No, first he goes to an auction for this stolen Faberge egg, where he meets this Khan fellow, who’s buying the stolen egg, then follows this Khan fellow to Delhi, then falls into Khan’s clutches.  Only then can he escape Khan, make the connection from Khan to Octopussy, from Octopussy to Octopussy’s circus, and from Octopussy’s circus to General Orlov and his nuclear bomb plot.  Phew!
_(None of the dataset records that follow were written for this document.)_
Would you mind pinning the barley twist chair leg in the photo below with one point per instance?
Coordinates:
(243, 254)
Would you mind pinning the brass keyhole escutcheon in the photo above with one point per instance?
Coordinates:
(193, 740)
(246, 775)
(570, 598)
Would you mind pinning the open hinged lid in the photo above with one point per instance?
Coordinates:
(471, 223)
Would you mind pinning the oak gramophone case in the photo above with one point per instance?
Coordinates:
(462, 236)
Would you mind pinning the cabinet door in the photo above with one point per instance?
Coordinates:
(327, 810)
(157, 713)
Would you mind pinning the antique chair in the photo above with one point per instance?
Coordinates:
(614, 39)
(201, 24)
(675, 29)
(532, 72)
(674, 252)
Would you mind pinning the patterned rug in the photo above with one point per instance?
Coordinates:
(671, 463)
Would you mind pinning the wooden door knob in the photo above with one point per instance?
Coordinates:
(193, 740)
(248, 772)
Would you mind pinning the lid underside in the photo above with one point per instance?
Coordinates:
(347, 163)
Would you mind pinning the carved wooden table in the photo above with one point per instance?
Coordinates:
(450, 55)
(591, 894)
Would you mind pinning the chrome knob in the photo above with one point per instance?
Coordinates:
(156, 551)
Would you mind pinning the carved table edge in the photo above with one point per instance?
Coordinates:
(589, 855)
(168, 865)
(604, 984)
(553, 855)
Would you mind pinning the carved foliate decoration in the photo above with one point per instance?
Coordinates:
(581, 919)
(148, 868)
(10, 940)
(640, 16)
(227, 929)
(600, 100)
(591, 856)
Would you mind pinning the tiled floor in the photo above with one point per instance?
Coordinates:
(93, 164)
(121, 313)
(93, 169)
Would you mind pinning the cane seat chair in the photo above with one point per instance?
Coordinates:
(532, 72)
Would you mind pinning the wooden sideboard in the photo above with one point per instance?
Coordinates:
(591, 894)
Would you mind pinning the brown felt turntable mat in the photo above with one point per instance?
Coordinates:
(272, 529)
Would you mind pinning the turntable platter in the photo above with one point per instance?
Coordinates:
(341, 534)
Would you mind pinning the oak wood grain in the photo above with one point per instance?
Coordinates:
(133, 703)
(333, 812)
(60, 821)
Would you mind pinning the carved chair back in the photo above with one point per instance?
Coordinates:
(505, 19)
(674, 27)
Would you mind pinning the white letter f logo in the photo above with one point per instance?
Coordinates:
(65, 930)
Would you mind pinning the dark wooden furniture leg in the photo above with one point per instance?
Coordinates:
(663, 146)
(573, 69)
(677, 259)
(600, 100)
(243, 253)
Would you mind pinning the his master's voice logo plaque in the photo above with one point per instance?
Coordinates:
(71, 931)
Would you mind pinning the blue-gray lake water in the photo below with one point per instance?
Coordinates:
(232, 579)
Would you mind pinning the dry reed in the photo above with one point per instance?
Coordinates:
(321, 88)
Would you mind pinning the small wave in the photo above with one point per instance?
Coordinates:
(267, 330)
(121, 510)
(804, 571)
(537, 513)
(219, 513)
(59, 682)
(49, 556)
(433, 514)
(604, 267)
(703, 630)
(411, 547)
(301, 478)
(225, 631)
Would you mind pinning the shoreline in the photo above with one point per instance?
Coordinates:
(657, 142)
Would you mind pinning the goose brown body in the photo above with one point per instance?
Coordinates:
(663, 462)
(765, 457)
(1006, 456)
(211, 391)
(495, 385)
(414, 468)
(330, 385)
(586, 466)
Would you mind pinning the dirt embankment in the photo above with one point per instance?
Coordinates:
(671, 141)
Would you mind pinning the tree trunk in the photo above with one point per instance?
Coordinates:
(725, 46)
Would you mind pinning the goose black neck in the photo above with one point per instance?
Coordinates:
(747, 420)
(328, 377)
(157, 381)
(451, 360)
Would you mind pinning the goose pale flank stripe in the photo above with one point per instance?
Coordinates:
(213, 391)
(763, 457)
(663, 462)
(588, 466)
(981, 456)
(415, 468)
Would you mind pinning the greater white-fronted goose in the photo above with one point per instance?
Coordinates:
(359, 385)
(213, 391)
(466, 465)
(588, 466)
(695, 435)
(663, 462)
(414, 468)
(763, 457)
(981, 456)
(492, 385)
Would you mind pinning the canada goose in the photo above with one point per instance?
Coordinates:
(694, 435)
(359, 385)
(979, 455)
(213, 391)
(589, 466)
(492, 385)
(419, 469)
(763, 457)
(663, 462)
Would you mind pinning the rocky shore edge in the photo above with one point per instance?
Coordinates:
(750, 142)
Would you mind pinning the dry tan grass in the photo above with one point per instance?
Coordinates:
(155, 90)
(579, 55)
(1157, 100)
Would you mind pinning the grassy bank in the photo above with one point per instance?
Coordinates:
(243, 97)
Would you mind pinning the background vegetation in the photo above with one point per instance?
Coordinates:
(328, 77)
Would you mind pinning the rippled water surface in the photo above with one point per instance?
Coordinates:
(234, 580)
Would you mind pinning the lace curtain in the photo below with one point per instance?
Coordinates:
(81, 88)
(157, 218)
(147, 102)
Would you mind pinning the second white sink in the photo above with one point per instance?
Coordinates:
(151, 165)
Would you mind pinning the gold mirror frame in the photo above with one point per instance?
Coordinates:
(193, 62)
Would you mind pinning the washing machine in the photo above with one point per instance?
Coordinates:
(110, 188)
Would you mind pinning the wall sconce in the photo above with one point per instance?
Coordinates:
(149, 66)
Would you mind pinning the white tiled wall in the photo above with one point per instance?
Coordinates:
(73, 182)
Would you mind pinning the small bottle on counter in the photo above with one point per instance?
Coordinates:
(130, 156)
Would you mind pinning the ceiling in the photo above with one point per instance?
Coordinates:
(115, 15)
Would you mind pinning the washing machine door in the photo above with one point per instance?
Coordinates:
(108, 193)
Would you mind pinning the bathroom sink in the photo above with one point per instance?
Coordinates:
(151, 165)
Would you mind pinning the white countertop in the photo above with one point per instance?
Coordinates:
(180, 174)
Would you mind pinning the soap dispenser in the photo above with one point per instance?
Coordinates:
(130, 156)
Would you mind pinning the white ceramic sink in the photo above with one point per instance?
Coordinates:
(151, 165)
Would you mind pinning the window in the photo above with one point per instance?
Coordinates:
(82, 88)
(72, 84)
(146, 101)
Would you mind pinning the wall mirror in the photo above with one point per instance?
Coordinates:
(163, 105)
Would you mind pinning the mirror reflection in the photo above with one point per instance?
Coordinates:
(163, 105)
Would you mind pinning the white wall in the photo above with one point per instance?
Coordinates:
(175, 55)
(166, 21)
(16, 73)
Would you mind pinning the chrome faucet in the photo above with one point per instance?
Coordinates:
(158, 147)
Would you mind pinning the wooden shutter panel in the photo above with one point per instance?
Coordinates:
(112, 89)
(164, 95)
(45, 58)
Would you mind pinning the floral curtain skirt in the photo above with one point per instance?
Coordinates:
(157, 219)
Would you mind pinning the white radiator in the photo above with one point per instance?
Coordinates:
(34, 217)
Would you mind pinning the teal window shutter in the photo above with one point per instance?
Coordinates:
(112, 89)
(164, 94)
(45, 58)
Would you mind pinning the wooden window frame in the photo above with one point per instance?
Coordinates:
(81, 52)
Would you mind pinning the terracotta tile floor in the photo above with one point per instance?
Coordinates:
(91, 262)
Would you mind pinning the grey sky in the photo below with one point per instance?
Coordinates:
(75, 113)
But then we’re not done!  No, after defusing the bomb and saving the world, Bond must then go after Khan, because, um, because —

— well —

because —

— because otherwise he might get away with — um —

— well, like I say, I never figured out what Khan was getting out of all this.  He’s not helping Orlov for money, he’s not helping Orlov for political gain, he’s not helping Orlov in order to spend time with Octopussy, he’s, he’s —

— well anyway.  Screenwriters take note: One villain with one goal is ideal.  One villain with two goals is weaker.  Two villains with one goal is okay, but two villains with two goals is weak.  Two villians, one with a goal and one without, weakest of all.

WOMEN?  Roger Moore is okay in my book until he starts putting the moves on the ladies; then he just screams skeeviness.  In Octopussy there is a stick-insect femme fatale and Octopussy herself.  Neither seduction is remotely believable.

HOW COOL IS THE BAD GUY?  Remember how Goldfinger took time out from his evil scheme to destroy the world in order to hustle some gin rummy in Miami?  This is even less cool than that: Khan takes time out from his ill-defined scheme to do whatever the fuck he’s doing in order to hustle backgammon in Delhi.  Backgammon!  A backgammon hustler!  What’s next, shuffleboard?  And don’t get me started on the tiger hunt.

He also makes a common Bond-villain choice, one that makes no sense to me.  Once he knows Bond is onto him, he hires two competing teams of assassins to kill him.  Now, I’m no supervillain, but it seems to me you hire one team of assassins to kill a guy, and if they fail you might have a second team standing by, but why would you send both teams out at the same time?

For that matter, how many different people would a guy have to kill in a week that he has two separate teams of assassins on his payroll?

Khan also wears the classic “Dr. No” Nehru jacket, but let’s face it, Khan is no No.

FAVORITE MOMENT: Bond stumbles out of the woods, looking for a ride to the circus.  A bunch of kids in a sports car come by and slow down, waving for him to get into the car.  As he approaches, they laugh and speed off.  The image of the aging James Bond being literally left behind by a bunch of laughing teenagers is heartbreaking and the truest moment in the movie.

NOTES: To say the least, a major step backwards for James Bond after For Your Eyes Only.  It suffers from a nonsensical plot, an interminable Act II, and a motiveless villain.  It contains both a fight scene ended by a fortuitous crocodile and a thug with a circular-saw yo-yo.  The last half-hour of the movie, everything past the point where Bond is required to dress up as a clown to save the world, is just one jaw-dropping travesty after another.  The big climactic set-piece involves a team of circus performers storming the bad-guy’s fortress in their circus costumes, including a team of women in leather bikinis toting tranquilizer guns.

No wait, I almost forgot, before Bond dresses up as a clown he must dress up as a gorilla.

For some reason, the title song is not titled “Octopussy.”  Rather, Rita Coolidge sings a soft-rock number called “All Time High.”  To sing as song titled “All Time High” for a movie titled Octopussy strikes me as either the definition of hubris or the epitome of faith.

CONTEST! I invite my readers to come up with a title more childishly offensive and stupid than Octopussy. It must involve (a) a pun, (b) a Latin word for a number, and (c) a vulgar name for genitalia (male or female will do). I’ll start: Septemember. (I had another involving the word “Prime” but it was too disgusting even for this journal.)